A 61-month-old Holstein cow from a dairy operation in British Columbia, Canada, diagnosed in June 2008 with bovine spongiform encephalopathy (BSE) most likely contracted the disease from commercial feed, according to a report released by the Canadian Food Inspection Agency (CFIA) in November. The animal was destroyed following a brief illness in early June, meeting the criteria of Canada’s National BSE Surveillance Program. No part of the carcass entered the human food or animal feed supply.
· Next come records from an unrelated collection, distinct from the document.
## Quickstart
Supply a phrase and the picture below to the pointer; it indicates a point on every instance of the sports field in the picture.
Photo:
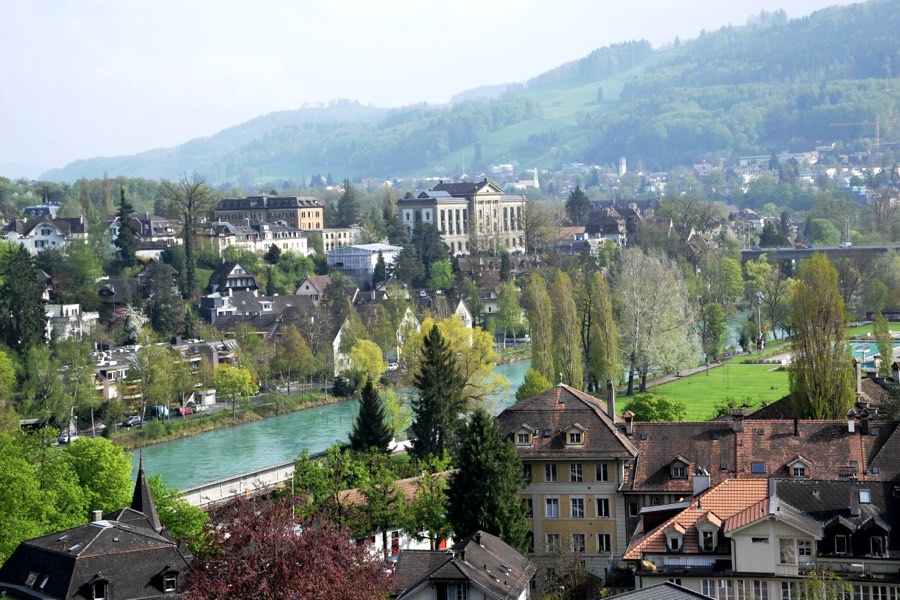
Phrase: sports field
(701, 392)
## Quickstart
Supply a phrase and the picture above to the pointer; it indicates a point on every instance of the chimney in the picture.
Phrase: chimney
(629, 422)
(611, 401)
(737, 420)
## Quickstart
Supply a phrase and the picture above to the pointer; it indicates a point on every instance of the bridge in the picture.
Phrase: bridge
(794, 255)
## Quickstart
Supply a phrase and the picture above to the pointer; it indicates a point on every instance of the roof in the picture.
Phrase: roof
(485, 561)
(554, 411)
(726, 499)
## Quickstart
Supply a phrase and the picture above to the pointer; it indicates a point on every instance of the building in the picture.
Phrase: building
(300, 213)
(45, 232)
(471, 217)
(358, 262)
(576, 455)
(480, 566)
(126, 555)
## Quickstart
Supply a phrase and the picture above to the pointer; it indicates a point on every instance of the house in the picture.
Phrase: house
(470, 217)
(45, 232)
(298, 212)
(358, 262)
(577, 458)
(479, 566)
(126, 555)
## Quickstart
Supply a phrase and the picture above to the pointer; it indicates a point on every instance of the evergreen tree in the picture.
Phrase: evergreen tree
(128, 237)
(22, 318)
(484, 491)
(439, 400)
(372, 429)
(578, 206)
(821, 374)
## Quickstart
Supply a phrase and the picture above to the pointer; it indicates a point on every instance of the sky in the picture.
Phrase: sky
(86, 78)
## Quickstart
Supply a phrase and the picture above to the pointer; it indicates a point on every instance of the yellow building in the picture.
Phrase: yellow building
(576, 457)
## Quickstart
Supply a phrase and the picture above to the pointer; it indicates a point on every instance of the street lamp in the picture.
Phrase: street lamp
(759, 340)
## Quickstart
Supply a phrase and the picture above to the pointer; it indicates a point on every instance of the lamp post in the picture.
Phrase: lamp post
(759, 340)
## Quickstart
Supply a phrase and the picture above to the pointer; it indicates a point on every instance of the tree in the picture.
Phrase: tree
(348, 206)
(267, 552)
(821, 373)
(533, 384)
(660, 409)
(540, 317)
(578, 206)
(371, 428)
(426, 515)
(190, 198)
(22, 318)
(104, 472)
(566, 332)
(883, 339)
(439, 398)
(233, 382)
(367, 359)
(484, 490)
(442, 277)
(129, 235)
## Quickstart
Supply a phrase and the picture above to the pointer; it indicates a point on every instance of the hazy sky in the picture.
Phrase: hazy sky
(85, 78)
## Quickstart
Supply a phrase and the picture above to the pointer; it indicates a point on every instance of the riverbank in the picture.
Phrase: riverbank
(157, 432)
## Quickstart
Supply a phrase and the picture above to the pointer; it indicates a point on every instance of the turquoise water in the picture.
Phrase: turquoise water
(226, 452)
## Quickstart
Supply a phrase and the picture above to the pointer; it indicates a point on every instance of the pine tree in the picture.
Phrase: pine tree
(372, 429)
(128, 237)
(22, 318)
(439, 400)
(484, 491)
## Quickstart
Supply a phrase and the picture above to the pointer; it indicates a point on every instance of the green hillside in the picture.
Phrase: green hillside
(769, 85)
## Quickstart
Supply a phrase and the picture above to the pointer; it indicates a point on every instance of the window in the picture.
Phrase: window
(840, 544)
(550, 473)
(575, 473)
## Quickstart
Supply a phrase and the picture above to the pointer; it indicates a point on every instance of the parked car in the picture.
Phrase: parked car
(67, 437)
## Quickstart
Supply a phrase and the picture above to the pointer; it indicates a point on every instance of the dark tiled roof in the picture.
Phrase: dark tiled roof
(555, 411)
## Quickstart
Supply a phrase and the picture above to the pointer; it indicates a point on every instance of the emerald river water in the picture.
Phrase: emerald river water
(223, 453)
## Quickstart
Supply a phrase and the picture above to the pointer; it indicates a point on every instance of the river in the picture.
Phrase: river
(226, 452)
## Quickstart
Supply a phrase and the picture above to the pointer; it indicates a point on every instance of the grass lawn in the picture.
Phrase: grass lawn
(703, 391)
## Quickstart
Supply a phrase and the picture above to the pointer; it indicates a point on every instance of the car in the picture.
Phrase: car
(67, 437)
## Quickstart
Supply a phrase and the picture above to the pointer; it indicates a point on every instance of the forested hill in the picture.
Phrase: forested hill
(769, 85)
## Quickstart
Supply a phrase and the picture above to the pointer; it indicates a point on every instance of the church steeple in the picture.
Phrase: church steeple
(142, 499)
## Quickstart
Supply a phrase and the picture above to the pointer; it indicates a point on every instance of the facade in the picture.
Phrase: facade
(471, 217)
(577, 458)
(45, 232)
(479, 567)
(299, 213)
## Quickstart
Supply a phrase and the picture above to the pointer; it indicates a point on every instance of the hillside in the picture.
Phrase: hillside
(771, 84)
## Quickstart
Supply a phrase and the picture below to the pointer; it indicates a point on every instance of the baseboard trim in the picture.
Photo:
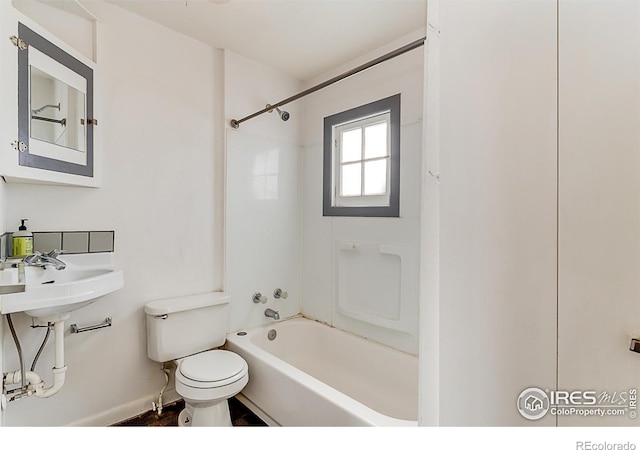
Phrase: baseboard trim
(126, 411)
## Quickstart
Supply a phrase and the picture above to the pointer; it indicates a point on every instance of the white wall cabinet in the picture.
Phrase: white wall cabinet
(498, 154)
(540, 205)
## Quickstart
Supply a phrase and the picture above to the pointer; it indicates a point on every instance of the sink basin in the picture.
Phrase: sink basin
(50, 294)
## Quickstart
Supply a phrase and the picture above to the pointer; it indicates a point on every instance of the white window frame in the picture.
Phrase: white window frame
(363, 199)
(363, 205)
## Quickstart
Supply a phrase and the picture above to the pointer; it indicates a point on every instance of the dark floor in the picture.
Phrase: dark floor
(241, 416)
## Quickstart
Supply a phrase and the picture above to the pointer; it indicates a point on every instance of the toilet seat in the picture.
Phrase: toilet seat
(211, 369)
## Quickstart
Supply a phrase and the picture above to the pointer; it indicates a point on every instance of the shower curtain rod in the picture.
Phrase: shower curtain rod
(404, 49)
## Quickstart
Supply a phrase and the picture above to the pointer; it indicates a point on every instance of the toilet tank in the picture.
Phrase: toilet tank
(182, 326)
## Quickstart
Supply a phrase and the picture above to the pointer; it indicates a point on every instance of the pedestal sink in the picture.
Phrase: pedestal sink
(50, 294)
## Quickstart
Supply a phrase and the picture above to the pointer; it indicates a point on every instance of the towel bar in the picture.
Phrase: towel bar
(75, 329)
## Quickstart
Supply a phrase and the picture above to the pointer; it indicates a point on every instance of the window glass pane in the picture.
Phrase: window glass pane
(350, 181)
(351, 145)
(375, 177)
(375, 138)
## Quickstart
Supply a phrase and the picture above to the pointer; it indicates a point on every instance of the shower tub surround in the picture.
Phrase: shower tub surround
(312, 374)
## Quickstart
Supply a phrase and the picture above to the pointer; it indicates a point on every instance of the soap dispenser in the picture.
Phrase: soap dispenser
(22, 241)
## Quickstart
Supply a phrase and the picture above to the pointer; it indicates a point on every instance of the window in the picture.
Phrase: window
(362, 160)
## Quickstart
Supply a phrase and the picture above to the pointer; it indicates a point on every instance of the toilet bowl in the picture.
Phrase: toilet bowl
(206, 381)
(185, 330)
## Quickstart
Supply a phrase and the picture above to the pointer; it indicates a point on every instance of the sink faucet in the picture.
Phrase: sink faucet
(271, 313)
(47, 260)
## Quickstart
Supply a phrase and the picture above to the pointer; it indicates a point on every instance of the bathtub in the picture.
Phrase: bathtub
(315, 375)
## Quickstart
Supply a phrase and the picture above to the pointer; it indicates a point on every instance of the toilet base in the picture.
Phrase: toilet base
(199, 415)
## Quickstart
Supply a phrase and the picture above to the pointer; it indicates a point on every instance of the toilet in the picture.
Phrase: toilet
(185, 330)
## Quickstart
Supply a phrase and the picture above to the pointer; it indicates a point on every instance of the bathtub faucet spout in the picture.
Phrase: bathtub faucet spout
(271, 313)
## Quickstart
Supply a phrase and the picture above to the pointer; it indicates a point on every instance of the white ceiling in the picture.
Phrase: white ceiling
(302, 38)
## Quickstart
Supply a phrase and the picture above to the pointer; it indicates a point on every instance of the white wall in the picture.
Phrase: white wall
(599, 198)
(263, 193)
(161, 193)
(322, 235)
(498, 216)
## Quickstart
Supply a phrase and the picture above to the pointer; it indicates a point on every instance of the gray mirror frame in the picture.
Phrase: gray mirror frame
(33, 39)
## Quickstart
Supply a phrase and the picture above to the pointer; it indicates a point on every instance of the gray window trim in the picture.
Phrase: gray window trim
(393, 210)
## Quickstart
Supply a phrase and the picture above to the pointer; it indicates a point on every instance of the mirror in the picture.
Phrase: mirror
(55, 107)
(60, 119)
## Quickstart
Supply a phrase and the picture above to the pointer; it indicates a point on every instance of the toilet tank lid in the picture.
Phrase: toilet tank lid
(177, 304)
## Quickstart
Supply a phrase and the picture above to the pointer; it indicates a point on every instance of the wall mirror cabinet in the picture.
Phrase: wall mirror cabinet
(55, 136)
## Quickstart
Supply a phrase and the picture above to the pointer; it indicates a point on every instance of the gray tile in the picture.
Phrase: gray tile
(101, 241)
(44, 242)
(75, 241)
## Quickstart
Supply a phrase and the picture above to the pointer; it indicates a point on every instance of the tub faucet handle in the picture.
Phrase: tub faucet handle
(279, 293)
(259, 298)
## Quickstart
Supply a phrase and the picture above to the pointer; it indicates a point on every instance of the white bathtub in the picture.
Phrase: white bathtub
(315, 375)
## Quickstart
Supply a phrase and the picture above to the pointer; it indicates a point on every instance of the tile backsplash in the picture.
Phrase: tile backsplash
(71, 242)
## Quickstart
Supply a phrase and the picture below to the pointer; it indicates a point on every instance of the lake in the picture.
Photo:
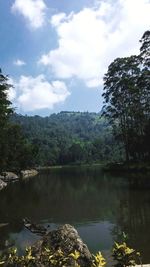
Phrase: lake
(100, 206)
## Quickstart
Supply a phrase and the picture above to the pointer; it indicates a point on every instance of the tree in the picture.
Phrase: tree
(122, 98)
(127, 99)
(5, 111)
(5, 104)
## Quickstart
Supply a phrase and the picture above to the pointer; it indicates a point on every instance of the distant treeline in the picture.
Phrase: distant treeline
(68, 138)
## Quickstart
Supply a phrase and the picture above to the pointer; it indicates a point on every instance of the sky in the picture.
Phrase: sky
(56, 52)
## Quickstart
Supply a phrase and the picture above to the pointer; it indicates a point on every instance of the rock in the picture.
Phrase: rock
(2, 184)
(9, 176)
(28, 173)
(34, 228)
(68, 240)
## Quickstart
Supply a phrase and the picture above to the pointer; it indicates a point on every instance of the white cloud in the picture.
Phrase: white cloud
(37, 93)
(11, 92)
(89, 40)
(19, 62)
(32, 10)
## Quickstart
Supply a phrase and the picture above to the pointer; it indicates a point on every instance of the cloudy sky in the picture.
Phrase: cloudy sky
(57, 51)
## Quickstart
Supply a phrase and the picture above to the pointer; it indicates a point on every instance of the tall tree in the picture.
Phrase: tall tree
(5, 111)
(5, 104)
(127, 98)
(122, 98)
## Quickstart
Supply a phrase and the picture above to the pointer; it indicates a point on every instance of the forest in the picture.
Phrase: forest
(120, 131)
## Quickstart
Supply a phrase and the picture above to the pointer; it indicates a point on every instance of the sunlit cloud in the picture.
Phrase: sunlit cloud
(89, 40)
(36, 93)
(32, 10)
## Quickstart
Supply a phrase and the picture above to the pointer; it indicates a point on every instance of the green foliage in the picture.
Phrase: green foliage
(15, 152)
(127, 100)
(47, 257)
(70, 138)
(122, 254)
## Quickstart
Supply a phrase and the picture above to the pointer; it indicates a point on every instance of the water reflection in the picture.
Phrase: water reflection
(99, 205)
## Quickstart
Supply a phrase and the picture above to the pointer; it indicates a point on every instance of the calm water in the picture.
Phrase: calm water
(99, 205)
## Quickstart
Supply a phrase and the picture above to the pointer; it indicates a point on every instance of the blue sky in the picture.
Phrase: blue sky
(57, 51)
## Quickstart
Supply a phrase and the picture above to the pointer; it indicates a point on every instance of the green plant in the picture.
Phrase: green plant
(124, 255)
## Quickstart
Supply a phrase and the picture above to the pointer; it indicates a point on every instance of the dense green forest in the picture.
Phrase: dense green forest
(120, 131)
(127, 101)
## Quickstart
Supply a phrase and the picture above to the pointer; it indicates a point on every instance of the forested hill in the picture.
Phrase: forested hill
(69, 137)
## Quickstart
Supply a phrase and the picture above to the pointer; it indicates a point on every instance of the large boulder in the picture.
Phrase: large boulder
(28, 173)
(2, 184)
(9, 176)
(68, 240)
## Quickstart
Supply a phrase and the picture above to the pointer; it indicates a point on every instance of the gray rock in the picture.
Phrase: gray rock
(68, 240)
(28, 173)
(9, 176)
(2, 184)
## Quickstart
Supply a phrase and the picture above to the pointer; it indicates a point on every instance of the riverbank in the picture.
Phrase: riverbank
(11, 177)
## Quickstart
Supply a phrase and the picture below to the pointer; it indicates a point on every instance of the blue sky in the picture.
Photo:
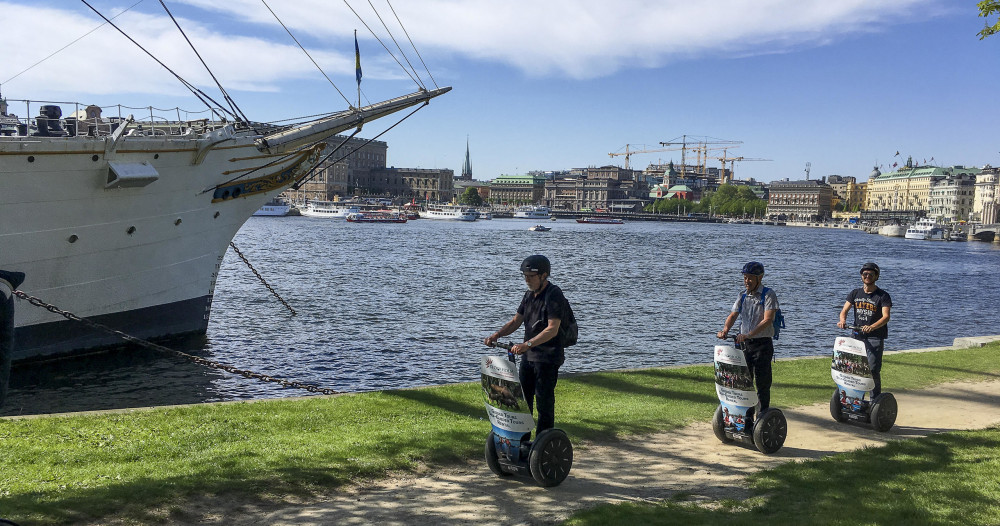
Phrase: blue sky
(560, 84)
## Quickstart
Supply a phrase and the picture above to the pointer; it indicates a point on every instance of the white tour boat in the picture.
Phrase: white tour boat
(533, 212)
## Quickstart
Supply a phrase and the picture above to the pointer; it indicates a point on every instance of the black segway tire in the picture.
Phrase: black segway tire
(719, 427)
(836, 409)
(492, 458)
(551, 457)
(770, 430)
(884, 411)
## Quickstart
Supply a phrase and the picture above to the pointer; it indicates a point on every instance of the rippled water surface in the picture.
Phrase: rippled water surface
(385, 306)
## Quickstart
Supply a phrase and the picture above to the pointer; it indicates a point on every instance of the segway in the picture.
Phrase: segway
(509, 450)
(852, 374)
(735, 419)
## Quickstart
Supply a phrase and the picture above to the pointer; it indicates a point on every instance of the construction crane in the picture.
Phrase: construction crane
(732, 165)
(628, 153)
(700, 145)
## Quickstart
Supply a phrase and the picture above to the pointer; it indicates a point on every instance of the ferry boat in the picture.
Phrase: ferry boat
(376, 217)
(125, 221)
(328, 209)
(454, 213)
(894, 230)
(600, 221)
(927, 229)
(533, 212)
(275, 207)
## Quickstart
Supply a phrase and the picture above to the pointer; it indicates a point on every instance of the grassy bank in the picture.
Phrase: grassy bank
(942, 479)
(66, 469)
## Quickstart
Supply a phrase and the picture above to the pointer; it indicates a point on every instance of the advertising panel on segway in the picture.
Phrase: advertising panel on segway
(736, 416)
(509, 450)
(852, 399)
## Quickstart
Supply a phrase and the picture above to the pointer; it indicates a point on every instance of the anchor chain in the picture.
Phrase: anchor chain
(156, 347)
(261, 278)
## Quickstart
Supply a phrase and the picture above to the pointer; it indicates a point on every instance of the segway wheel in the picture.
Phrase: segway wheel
(719, 427)
(492, 458)
(836, 409)
(551, 457)
(770, 430)
(884, 410)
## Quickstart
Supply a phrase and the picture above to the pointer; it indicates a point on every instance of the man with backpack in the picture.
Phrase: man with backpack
(871, 317)
(543, 311)
(756, 309)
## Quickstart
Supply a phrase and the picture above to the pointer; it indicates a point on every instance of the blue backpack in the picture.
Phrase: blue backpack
(779, 319)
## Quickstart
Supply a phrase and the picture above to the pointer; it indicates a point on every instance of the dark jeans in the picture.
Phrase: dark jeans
(538, 381)
(758, 353)
(874, 348)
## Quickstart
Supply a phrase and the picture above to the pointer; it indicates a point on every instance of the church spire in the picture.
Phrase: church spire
(467, 167)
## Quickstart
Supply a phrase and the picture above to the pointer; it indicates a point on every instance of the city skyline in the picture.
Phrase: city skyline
(557, 86)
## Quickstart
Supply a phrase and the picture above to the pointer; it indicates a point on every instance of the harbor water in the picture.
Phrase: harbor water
(383, 306)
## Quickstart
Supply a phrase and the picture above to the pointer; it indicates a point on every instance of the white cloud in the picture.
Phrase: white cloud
(247, 50)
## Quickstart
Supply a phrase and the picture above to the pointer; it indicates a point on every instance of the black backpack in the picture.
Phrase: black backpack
(569, 331)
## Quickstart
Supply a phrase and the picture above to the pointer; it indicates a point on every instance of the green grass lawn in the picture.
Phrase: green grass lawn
(75, 468)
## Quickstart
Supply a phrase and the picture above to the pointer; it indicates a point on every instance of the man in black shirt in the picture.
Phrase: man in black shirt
(541, 312)
(871, 317)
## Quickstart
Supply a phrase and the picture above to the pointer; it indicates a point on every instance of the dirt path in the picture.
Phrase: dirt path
(651, 468)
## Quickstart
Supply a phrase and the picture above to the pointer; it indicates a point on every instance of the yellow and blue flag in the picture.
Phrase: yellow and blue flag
(357, 59)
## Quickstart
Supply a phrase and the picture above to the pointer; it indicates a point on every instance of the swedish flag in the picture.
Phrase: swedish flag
(357, 59)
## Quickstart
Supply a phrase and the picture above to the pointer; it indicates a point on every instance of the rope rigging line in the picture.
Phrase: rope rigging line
(225, 95)
(369, 141)
(156, 347)
(403, 54)
(415, 81)
(405, 32)
(306, 52)
(262, 280)
(60, 50)
(194, 90)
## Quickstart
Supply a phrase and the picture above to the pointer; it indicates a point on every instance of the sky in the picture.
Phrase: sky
(843, 86)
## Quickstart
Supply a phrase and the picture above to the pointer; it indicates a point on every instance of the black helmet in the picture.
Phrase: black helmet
(536, 263)
(753, 268)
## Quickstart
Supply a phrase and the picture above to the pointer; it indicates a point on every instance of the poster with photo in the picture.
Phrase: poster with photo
(734, 387)
(851, 371)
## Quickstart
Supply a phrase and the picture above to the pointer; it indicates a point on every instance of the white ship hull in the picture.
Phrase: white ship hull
(143, 259)
(129, 230)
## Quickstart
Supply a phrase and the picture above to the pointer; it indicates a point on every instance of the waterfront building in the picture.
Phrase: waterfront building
(907, 189)
(517, 189)
(986, 201)
(806, 200)
(951, 198)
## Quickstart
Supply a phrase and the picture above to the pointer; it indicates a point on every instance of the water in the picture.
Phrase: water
(385, 306)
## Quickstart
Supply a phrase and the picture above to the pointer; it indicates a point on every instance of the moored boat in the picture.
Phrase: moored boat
(276, 207)
(532, 212)
(125, 221)
(376, 217)
(925, 228)
(328, 209)
(454, 213)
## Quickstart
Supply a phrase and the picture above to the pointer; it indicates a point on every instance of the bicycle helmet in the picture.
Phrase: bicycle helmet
(753, 268)
(871, 266)
(536, 263)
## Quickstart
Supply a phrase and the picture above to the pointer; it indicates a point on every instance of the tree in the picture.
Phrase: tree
(470, 197)
(986, 9)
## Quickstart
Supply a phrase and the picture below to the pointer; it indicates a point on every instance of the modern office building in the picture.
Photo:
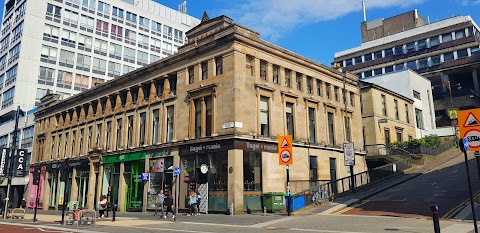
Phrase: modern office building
(446, 52)
(69, 46)
(215, 110)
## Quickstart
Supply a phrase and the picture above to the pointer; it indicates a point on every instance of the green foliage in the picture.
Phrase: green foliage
(427, 141)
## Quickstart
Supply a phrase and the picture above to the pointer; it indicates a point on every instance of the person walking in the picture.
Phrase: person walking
(169, 205)
(102, 205)
(160, 199)
(192, 201)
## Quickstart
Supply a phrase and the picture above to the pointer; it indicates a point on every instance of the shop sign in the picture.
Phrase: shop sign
(207, 147)
(124, 157)
(256, 146)
(161, 153)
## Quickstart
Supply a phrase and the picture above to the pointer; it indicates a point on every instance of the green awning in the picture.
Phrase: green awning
(124, 157)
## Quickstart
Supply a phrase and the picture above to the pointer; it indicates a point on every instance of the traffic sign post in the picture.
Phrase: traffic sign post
(285, 157)
(469, 127)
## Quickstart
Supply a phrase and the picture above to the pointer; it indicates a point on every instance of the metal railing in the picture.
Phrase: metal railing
(329, 190)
CFIA’s investigation of the case examined animals on the farm of the positive animal as well as feed products the cow was exposed to. The agency found that all feed products to which the animal had access were intended for feeding to ruminants, but that some of the farm’s feed suppliers used prohibited material in preparing rations for non-ruminant species. Investigation of the feed manufacturers’ records showed that while written procedures were in place to prevent cross-contamination, some areas of the production line and storage were cross-utilized without documented cleanout between usages, most likely leading to the ruminant feed being contaminated. CFIA has not reported any other animals from the positive cow’s farm to have been diagnosed with BSE.

Canada implemented a ruminant feed ban in 1997 that prohibits the use of certain animal products in the manufacture of ruminant feed. Further restrictions were put in place in 2007 that affects all animal feeds. The CFIA report stated the detection of this case does not change any of Canada’s BSE risk parameters. The World Organization for Animal Health, or OIE, categorizes Canada as a controlled risk country for BSE.

While CFIA continued investigating the country’s 14th BSE case in a six-year-old beef cow from Alberta announced in mid-August 2008, a new case was confirmed on November 17, 2008, in a seven-year-old dairy cow from British Columbia. No part of the animal’s carcass entered the human food or animal feed systems. The animal’s birth farm had been identified and an investigation is underway.